3. Capital is an important catalyst of production. It finances increased labor, raw resources, or knowledge to produce a larger number of items or items with a higher value, creating superior levels of wealth. Capital by itself cannot be wealth.
4. Knowledge allows the production of increasingly complex, higher-wealth products. High-tech industries need input from thousands of highly educated and skilled specialists. Knowledge can therefore be a consequence of long experience doing a particular job.
These four input factors create wealth. Offshoring manufacturing and production moves the wealth creation process to those countries. In times when a knowledge economy prevails, offshoring outsources the knowledge and teaches it to a potential competitor, so it is always a bad idea in the long term.
Business Environment in a Sovereign Economic Model
«What’s in for me?» is the question most ask. For every rule and regulation, people and business evaluate the changed status quo and ask this question. While the government tries to use carrot and stick and to balance pros and cons with the interests of various stakeholders, the fact of life is that some will win and some will lose.
In state capitalism, the government takes ownership or majority control of companies in strategic sectors of the economy. This creates a big headache for private companies in that sector, who are asking what’s in it for them. If the state-owned enterprises are non-aggressive and compete fairly, not using specially biased laws in their favor, competition is normal, as with other private companies. They may sometimes even collaborate to create common tech or cooperate with foreign operations. In fair conditions, the government is interested in a tide that lifts all boats. This is the case in Russia, with Novatek as the largest LNG exporter and Lukoil as the second-largest oil company; both companies happily coexist with state giants Gazprom and RosNeft. On the contrary, if the government behaves aggressively and moves into some sectors, companies and their owners must drastically adapt. Some might even have to sell a majority stake or the entire company at a fair market price because they cannot resist the onslaught from the government.

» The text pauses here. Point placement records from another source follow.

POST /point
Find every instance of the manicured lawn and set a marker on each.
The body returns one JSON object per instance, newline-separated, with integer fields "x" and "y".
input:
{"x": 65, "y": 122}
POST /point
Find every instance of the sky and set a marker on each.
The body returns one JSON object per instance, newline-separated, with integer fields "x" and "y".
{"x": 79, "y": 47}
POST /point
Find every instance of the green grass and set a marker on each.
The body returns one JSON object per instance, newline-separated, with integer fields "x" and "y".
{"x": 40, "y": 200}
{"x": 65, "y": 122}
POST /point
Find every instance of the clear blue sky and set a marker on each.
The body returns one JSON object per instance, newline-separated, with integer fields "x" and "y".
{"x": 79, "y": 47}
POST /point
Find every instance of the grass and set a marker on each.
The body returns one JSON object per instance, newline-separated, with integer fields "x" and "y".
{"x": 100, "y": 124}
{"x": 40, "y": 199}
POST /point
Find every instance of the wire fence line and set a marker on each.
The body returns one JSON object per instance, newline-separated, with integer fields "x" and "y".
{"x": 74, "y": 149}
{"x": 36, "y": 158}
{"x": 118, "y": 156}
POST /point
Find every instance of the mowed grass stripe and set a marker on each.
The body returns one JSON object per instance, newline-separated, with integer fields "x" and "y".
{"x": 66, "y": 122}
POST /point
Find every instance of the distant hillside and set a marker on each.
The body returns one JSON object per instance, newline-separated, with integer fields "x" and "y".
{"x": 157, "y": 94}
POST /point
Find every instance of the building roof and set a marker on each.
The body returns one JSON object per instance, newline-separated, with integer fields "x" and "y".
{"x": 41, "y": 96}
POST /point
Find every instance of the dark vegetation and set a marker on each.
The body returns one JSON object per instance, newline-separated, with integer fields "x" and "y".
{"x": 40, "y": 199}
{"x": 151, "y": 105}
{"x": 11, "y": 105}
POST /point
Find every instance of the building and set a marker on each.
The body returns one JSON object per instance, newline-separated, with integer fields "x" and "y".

In the Sovereign Economic Model, the economic KPI is wealth creation. The sectors producing wealth are agriculture (first sector of the economy), industry (second sector) and the knowledge economy (quaternary sector). Therefore, these fields will receive the most state support, effort, and attention. Industrialization, exports, and import substitution are policies meant to drive real production and thus the real economy. Consequently, the service sector will not get preferential treatment. Similar activities that do not bring prosperity to the country and its people are also excluded. Economic policies should favor large capital flows into wealth-creating industries and out of less productive ones. Inefficient industries and unproductive industries will suffer the most as the state limits and curtails them. Such a situation is noticeable in China, where the government has cut back on economic excesses, speculation, and other systemic imbalances.
Each rule change produces winners and losers. If a government implements economic policies favoring the wealth creation KPI, there will be a set of winners and losers.
The winners
• People will win as increasing employment and wider wealth distribution give them a more comfortable lifestyle.
• Governments will win as increased production brings greater tax revenue and consequently more well-balanced budgets.
• Agriculture, infrastructure, industry, and high tech will win as they will be the net receivers of government attention, subsidies, and lower taxes.
• The service industry will win as more people will have surplus wealth to spend on a variety of services, such as vacations, entertainment, and personal care.
The losers
• Companies relying on rent-seeking businesses will lose out against government.
• Financial services will lose as unproductive investments and mere accumulation will be curbed.
• Products and services promoting unproductive activities will be restricted.